The peptide design strategy has strengthened the specificity of markers to An. gambiae and in particular, we demonstrated that a single peptide, gSG6-P1 could be the candidate as a marker of exposure. Indeed, this peptide appeared to satisfy several requirements that such an exposure marker should fulfill. First, it thus far appears to be specific to the Anopheles genus and therefore, no relevant cross-reactivity phenomena with epitopes from other proteins (main Diptera species or pathogens) would be expected. Nevertheless, few vector genomes are currently available and the clear absence of cross-reactivity will need to be confirmed among other major insect vectors. Second, because it is of a synthetic nature, it guarantees high reproducibility of the immunological assay. Third, it elicits a specific Ab response which correlates well with the level of exposure to An. gambiae bites.
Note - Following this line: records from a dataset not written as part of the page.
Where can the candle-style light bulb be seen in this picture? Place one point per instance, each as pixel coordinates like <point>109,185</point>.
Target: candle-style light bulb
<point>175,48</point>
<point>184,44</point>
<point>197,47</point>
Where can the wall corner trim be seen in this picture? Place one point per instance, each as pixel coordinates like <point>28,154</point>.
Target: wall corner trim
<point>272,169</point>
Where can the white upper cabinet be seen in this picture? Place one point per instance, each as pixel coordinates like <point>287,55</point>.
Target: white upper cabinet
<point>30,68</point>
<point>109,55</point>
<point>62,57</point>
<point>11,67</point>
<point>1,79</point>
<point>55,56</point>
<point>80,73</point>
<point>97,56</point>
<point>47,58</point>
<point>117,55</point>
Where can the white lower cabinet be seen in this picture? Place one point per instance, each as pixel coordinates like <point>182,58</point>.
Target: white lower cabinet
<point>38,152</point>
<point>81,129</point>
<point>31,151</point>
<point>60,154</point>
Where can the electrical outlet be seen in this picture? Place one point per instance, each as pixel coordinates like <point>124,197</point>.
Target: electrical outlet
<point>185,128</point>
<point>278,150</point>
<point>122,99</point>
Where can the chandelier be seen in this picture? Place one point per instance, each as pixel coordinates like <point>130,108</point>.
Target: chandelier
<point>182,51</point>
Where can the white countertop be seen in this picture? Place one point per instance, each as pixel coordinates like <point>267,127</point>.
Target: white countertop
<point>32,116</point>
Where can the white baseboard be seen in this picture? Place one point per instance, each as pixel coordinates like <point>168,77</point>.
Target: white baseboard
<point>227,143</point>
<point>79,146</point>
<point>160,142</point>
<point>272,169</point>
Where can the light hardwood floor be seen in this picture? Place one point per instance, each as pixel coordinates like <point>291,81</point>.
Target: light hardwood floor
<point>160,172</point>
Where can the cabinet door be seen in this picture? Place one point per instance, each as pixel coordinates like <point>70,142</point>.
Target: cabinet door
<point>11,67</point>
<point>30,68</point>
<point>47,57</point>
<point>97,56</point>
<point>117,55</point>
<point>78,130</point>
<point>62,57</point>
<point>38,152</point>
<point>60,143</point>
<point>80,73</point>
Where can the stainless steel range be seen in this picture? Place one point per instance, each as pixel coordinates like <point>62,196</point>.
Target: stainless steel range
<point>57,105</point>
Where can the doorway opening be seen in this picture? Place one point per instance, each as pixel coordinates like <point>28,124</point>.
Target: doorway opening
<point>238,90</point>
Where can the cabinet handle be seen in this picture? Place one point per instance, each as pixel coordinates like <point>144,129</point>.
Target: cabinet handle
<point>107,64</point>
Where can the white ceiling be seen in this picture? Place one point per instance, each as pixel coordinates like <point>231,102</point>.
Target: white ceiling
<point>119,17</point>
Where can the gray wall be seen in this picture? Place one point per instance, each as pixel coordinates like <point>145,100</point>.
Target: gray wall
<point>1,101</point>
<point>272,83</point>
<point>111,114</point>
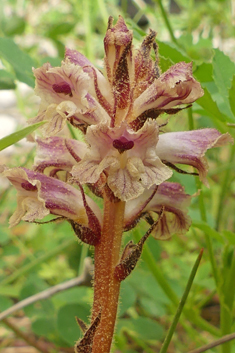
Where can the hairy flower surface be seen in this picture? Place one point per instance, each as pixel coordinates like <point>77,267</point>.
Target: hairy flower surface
<point>124,153</point>
<point>40,195</point>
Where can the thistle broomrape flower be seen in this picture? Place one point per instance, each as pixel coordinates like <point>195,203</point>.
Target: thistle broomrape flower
<point>39,195</point>
<point>124,150</point>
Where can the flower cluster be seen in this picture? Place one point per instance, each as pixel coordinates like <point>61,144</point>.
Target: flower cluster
<point>124,153</point>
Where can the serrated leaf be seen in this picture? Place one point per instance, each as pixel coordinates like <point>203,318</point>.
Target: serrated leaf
<point>6,80</point>
<point>232,96</point>
<point>21,62</point>
<point>211,107</point>
<point>19,135</point>
<point>223,72</point>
In the studied area, the main vector of Plasmodium falciparum has been reported to be An. arabiensis [11], [21], a species belonging to the An. gambiae s.l. complex and whose genome is not currently available. gSG6 peptides were designed on the basis of the An. gambiae s.s. sequence, the only Anopheles genome available [35], which may perhaps result in an under-estimation of the immune response in the studied children, as previously mentioned [11]. Nevertheless, gSG6-P1 shares 82% and 91% identity with An. stephensi and An. funestus, respectively, two species with greater evolutionary distance from An. gambiae s.s. as compared to An. arabiensis. The above observation tends to support the notion that gSG6-P1 can be used to evaluate the exposure to other Anopheles vectors of malaria. Obviously, confirmation in other transmission areas presenting different malaria transmission modalities is needed. In addition to the applications already mentioned, there exist a number of other useful applications of a marker of exposure to Anopheles bites. It will be interest to evaluate gSG6 peptides in areas with different modalities of transmission, both in term of intensity and of the dynamics of exposure. For example, it would be very useful to identify low exposure, for which entomological studies are not sensitive enough (dry season, malaria according to altitude, urban exposure) or adequate (travelers, military corps).

One direct application of such a gSG6 peptide marker of exposure could lie in the elaboration of maps representing the risk of exposure to Anopheles bites. The development of such immuno-epidemiological markers might represent a quantitative tool applied to field conditions and a complementary tool to those currently available, such as entomological, ecological and environmental data [36]. It could represent a geographic indicator of the risks of malaria transmission and thus a useful tool for predicting malaria morbidity risk as previously described [5]. Furthermore, it may represent a powerful tool for evaluation of vector control strategies (impregnated bednet, intradomiciliary aspersion, etc.) and could here constitute a direct criterion for effectiveness and appropriate use (malaria control program).

In conclusion, we have developed an original approach coupling bioinformatic and immuno-epidemiological tools, which succeeded in identifying a candidate for developing a marker of exposure to An. gambiae bites. A similar methodology could be applied to the challenge inherent in control of other vector-borne diseases.